Birch is right that, today, it would be a rare lone scholar who could match the breadth and scale of Ruskin’s knowledge. But what was a stumbling block for the twentieth-century model of lone-wolf scholarship – particularly in the humanities – might become an enabling force in more recent approaches that emphasise interdisciplinary collaboration.

Brantwood

So the Lancaster University Away Day at Brantwood, Ruskin’s home from 1870 until his death in 1900, discovered. This event aimed to facilitate precisely the kind of ambitious cross-disciplinary environment needed for the sort of scholarship that can begin to rediscover Ruskin for a new era. With invited speakers and attendees from the University’s principal research centres – including Digital Humanities, Material Sciences, Data Sciences and Social Futures – the Away Day demonstrated Ruskin’s potential to offer an intellectual bridge between radically different interests.
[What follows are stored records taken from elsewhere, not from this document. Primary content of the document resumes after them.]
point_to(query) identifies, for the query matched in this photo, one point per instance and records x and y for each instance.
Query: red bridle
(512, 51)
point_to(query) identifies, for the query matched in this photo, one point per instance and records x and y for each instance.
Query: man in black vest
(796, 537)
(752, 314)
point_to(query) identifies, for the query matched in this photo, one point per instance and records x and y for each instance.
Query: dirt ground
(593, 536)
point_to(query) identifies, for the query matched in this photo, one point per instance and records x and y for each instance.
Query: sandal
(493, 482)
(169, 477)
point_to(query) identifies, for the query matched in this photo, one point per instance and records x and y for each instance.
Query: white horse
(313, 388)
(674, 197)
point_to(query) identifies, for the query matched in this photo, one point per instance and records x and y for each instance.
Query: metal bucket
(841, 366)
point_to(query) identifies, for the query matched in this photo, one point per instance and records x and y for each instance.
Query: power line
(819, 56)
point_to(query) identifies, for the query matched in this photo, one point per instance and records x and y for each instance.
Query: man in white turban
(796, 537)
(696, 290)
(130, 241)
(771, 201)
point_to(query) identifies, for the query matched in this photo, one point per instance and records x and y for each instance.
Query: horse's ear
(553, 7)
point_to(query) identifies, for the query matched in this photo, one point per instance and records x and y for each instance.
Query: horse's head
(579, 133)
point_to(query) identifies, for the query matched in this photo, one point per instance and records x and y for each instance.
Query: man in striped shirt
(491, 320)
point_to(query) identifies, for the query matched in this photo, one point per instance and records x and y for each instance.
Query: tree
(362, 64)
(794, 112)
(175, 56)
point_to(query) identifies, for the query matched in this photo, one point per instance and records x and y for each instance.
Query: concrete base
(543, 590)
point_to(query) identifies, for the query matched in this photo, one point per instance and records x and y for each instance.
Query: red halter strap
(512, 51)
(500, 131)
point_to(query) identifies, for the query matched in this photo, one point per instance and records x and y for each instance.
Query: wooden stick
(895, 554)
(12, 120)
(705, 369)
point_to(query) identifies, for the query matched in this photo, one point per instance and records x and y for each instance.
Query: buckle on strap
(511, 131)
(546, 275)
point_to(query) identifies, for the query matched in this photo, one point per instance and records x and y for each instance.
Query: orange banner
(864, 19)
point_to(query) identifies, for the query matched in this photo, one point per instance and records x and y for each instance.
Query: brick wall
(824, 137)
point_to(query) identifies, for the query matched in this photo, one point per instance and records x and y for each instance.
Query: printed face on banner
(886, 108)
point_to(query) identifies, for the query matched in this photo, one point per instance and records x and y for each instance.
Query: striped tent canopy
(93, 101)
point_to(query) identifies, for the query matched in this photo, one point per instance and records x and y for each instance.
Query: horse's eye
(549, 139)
The morning began with an introduction by the Director of The Ruskin, Professor Sandra Kemp. Kemp introduced Ruskin as a figurehead for the Library’s ambition to be a ‘museum of the near future’. Kemp asked what the purpose of a collection of materials – a collection, moreover, that surpasses any other for a single author – is in a campus environment. As she suggested, when understood as the backbone of a forward-looking museum, the Collection offers the basis for using Ruskinian materials and thinking as a springboard for addressing ongoing social, cultural and environmental issues. If we re-interpret the Collection as an active, malleable archive, she indicated, it becomes a valuable resource for research, teaching and public-facing exchange.

Ruskin Away Day at Brantwood

The following talks all, in different ways, spoke to this vision of a dynamic Collection that catalyses exciting new research in each University faculty. Dr Andrew Tate (Reader in Literature, Religion and Aesthetics) demonstrated how forward-looking interpretations of Ruskin might work in future exhibitions at the library. Professor Judith Mottram (Director of Lancaster Institute for the Contemporary Arts) suggested how Ruskinian thinking could develop creative practice as research that re-evaluates art, not as illustration, but as an active force in engaging diverse publics in socio-cultural, political and academic agendas. Professor Beth Harland’s talk revealed how such a re-evaluation could facilitate creative responses to Ruskin’s work and his wider contemporary relevance that, she suggested, are based on the ‘critical production of knowledge’. She uncovered Ruskin’s interests in interactive thinking by interrogating what role ‘conceptual relationships’ might play in future research at Lancaster.

Between these talks, each group – each of which focused on a different research agenda (Digital Humanities, Material Sciences, Social Futures and Data Science) – reflected on how Ruskin or Ruskinian thinking might guide future collaborative endeavours and lead to new research areas. Ruskin’s interests in work, memory, sensation and the details of the world around him offered rich starting points for frequently surprising conversations that began to uncover the power of Ruskin’s thought for developing innovative research questions.

Brantwood, the site of – among other things – Ruskin’s infamous meeting with Darwin, offered the ideal location for this cross-disciplinary brainstorming. A guided walk around the house and grounds with the museum’s Director, Howard Hull, consolidated the morning’s communal discoveries of interlinked research interests. Ruskin’s allegorical garden, known as the Zig-Zaggy, was a particular highlight. This material re-imagining of Dante’s Purgatorial Mount, based on one of Ruskin’s own designs, guides the visitor up the fellside along a series of themed terraces until they reach ‘Paradise’s’ unparalleled view across Coniston lake to the fells beyond.

John Ruskin, Path at Brantwood, Ruskin Foundation (Ruskin Library, Lancaster University)

The garden offered a focal point for our final list of take-aways from the day. More than anything, this re-imagining of an alternative type of Ruskin text had indicated to everyone present the scope for playful (re-)interpretations of Ruskin. It seemed to encapsulate the day’s aim of taking Ruskin out of dusty volumes on dark library shelves, and into the real, twenty-first century landscape.

The garden consolidated what the rest of the day had implied: that Ruskinian thought – as well as his specific works – might offer creative opportunities for new kinds of research that linked ordinarily disparate parts of the University, as will be showcased in The Ruskin’s launch exhibition on 25 September. What the Away Day ultimately demonstrated is that the man George Eliot called ‘a prophet for his generation’ is also deeply prescient for our own.